Firstly - Happy birthday!
If I am counting right, yesterday was supposed to be the 52nd. I remember the last time you had a birthday -- you were thirty-eight and you had caterers and big vases with flowers, etc. It was awesome. It was like you knew it was going to be the Last of the Titans.
Fast forward to fourteen years later, here we are. It wasn't a heavy day at work -- man, you should have seen me in November, that was ridiculous, and anything that isn't more ridiculous than that should certainly be "not heavy" in my book -- it's just one of those days.
The death news I've been receiving from friends all bring me back to you. (Two friends lost their moms to cancer just this month; how cruel is that, really? Still cruel after all these years. Dear people who are looking for the cure -- hurry.) What do you say in moments like that, really? That it gets better? (Not really -- you just get used to things, they're more right, I'm just more hopeful.) That we carry you with us eventually, that we'll never not have you since, you know, moms and daughters are inseparable? Partly true.
I have been carrying you in me all this time (all twelve years of you), but last night, faced with an incredibly adult problem, I was looking for someone to talk to, someone who'd possibly understand and tell me something like, You know, I had a similar problem once... and I couldn't find anyone and that's usually when I go back to you; calling you out from that portion of my brain is like peering into a darkened room with a soft, Mom? You there?, the mixed scent of your makeup and perfume giving you away.
(Hah remember that time I went to you about a girl? Priceless, wasn't that.)
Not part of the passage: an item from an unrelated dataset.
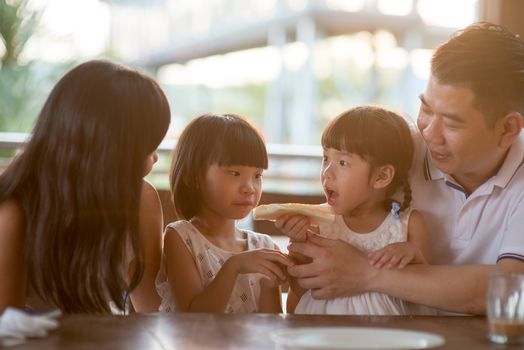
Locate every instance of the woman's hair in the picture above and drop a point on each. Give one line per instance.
(211, 139)
(488, 59)
(379, 136)
(79, 183)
But last night -- I don't know if I just wasn't listening closely enough, or if I was just distracted by my ridiculous television shows. I don't know if it's time to admit that we just weren't together long enough for you to have input in these kinds of problems. I mean, we never really talked shop about your work; we never got to that part where you tell me about being a good person post-graduation.
(Apart from punctuality -- your last words were: Pumasok ka na, para di ka ma-late. I had gone back to say a brief goodbye that morning before going to school. It was already past six. You were nursing a fever. That was the last time I saw you. The next thing I knew you're already in the hospital. And the next thing I knew after that. Well. That's it. That's all.)
(Mom, how do you do these things? People are really, really baffling and sometimes, it makes me sad. It makes me crazy, the things I can't talk about.)
I can almost hear you say: Oh remember when you were younger and your problems were younger and all that made you happy were those little victories in those quiz bees -- remember those?
Oh yeah, of course. And in equal measure, all the small losses meant the end of the world. I cried a lot, didn't I? Because I lost a lot.
And I'd be in the audience taking notes. So later you'd know what you got wrong.
This still makes me laugh, sometimes, all those notes she'd written behind all those invitations -- she used to copy every single question, and take note of every single question I got wrong -- mostly misspelled words, since that was usually my thing. Afterwards, I'd look at her list and think, OF COURSE THAT WORD IS SPELLED THAT WAY.
(Mom I hope you're still taking notes. I'm too close and I keep missing all the important details.)
You got to write it all down. Last year I probably remember more, and next year, I will probably remember less. How much of the you in my head is purely true, how much of it have I made up as I went along for survival's sake, how much of it is really me after all, just getting older?
I wish I knew, I wish I knew, I wish I knew.